As such, they are the perfect ingredient to add a little variation to a classic steak and potato dinner. And the best part? This feast for four is ready in just half an hour!

Cinder Grill Steak Recipe NY Strip Sous Vide Cinder Grill Roast Potato Recipe

Cinder Grill Indoor Grill Steak Recipe Sous Vide Steak Sous Vide Strip Steak Cinder Grill NY Strip Sunchoke Recipe



  • 1&1/2 lbs New York strip steak (two thick steaks ~1inch thickness)
  • 1&1/2 lbs fingerling potatoes, halved lengthways
  • 1/2 lb sunchokes, halved lengthways
  • 2 tbsp fresh thyme leaves
  • 4 cloves garlic, peeled
  • Zest and juice of half a lemon
  • 3/4 cup sour cream
  • 2 tbsp prepared horseradish
  • 1 tsp fresh ground black pepper
  • 2 tbsp butter, melted
  • 3 tbsp canola oil
  • Salt


    1. Pre-heat your oven to 475°F and set your Cinder grill to your desired steak temperature (133°F is recommended for medium rare).

    2. Season the steaks with two tablespoons of salt, the black pepper, and the thyme leaves before placing them in your Cinder device.

    3. Pour the canola oil into a large roasting tray and set in the oven for three minutes to heat the oil. Once the oil is piping hot, add the potatoes and sunchokes, cut side down and sprinkle with two tablespoons of salt. Place the tray directly on the bottom of the oven for 15 minutes or until the cut sides of the potatoes are nicely browned. At this point, crush three of the cloves of garlic gently under the flat side of your knife until the break apart into a few rough pieces. Add the garlic to the roasting tray and mix. Return the tray to the middle shelf of the oven and cook for an additional 10 minutes, or until the potatoes are golden brown and fluffy inside.
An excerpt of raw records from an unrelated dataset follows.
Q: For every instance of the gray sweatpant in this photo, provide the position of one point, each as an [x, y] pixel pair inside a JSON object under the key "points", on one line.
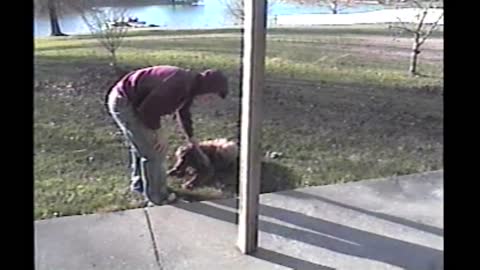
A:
{"points": [[147, 164]]}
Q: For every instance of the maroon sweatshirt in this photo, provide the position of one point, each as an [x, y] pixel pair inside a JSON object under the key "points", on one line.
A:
{"points": [[162, 90]]}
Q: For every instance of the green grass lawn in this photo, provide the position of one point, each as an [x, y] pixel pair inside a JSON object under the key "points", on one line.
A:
{"points": [[339, 105]]}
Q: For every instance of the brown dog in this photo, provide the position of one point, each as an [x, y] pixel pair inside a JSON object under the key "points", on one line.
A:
{"points": [[223, 156]]}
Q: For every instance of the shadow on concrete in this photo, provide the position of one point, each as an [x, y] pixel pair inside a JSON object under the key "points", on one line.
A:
{"points": [[335, 237], [287, 261], [399, 220]]}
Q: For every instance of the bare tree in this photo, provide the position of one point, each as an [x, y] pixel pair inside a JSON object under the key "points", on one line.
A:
{"points": [[420, 30], [53, 8], [108, 26]]}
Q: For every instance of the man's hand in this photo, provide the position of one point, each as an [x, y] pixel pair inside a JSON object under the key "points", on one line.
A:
{"points": [[160, 144], [203, 156]]}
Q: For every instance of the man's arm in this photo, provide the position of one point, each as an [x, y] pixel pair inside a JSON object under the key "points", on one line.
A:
{"points": [[184, 119]]}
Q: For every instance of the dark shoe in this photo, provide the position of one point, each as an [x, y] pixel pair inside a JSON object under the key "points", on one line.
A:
{"points": [[137, 185]]}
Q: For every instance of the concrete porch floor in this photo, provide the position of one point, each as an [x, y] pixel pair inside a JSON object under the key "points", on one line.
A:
{"points": [[392, 223]]}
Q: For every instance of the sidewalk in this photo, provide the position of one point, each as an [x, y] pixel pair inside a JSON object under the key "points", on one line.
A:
{"points": [[394, 223]]}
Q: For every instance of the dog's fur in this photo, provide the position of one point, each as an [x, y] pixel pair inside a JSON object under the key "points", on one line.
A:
{"points": [[222, 153]]}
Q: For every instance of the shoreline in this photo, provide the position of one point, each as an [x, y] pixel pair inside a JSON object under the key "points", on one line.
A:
{"points": [[406, 15]]}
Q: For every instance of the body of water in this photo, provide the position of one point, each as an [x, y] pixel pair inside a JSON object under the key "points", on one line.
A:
{"points": [[209, 14]]}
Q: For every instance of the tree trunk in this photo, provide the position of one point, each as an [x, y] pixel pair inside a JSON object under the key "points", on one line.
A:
{"points": [[414, 55], [54, 25]]}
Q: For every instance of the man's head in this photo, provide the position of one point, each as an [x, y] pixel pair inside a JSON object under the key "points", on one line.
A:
{"points": [[214, 81]]}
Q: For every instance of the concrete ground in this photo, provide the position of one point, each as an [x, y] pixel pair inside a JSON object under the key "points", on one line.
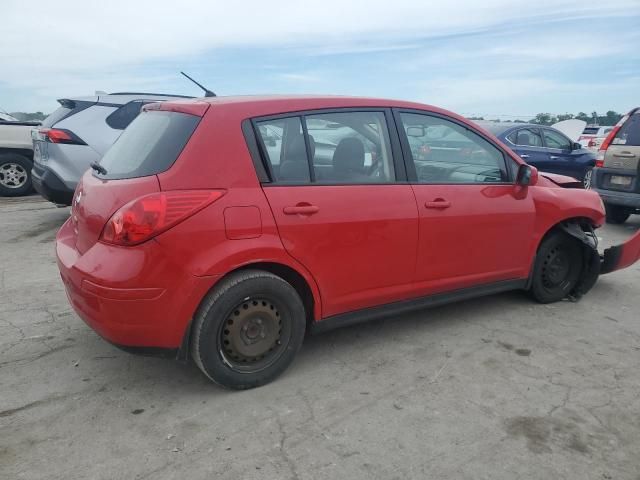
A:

    4. Meanwhile, finely grate the remaining garlic clove and stir into the sour cream, along with the horseradish, lemon zest and juice, and a good pinch of salt.

    5. Once the steaks have come up to temperature, remove them from the grill and set the device to sear mode. Brush both plates with butter and return the steaks to the hot grill, searing for 90 seconds.

    6. To serve, spoon the horseradish cream over one half of a large platter and layer slices of steak on top. Pile the potatoes and sunchokes on the other side of the plate and sprinkle with flaky salt to taste. Serve alongside a big bunch of watercress (or your favorite peppery green) dressed lightly with lemon and olive oil.

      Note: Your Cinder keeps food warm but don't leave the steak for more than two hours at its target temperature.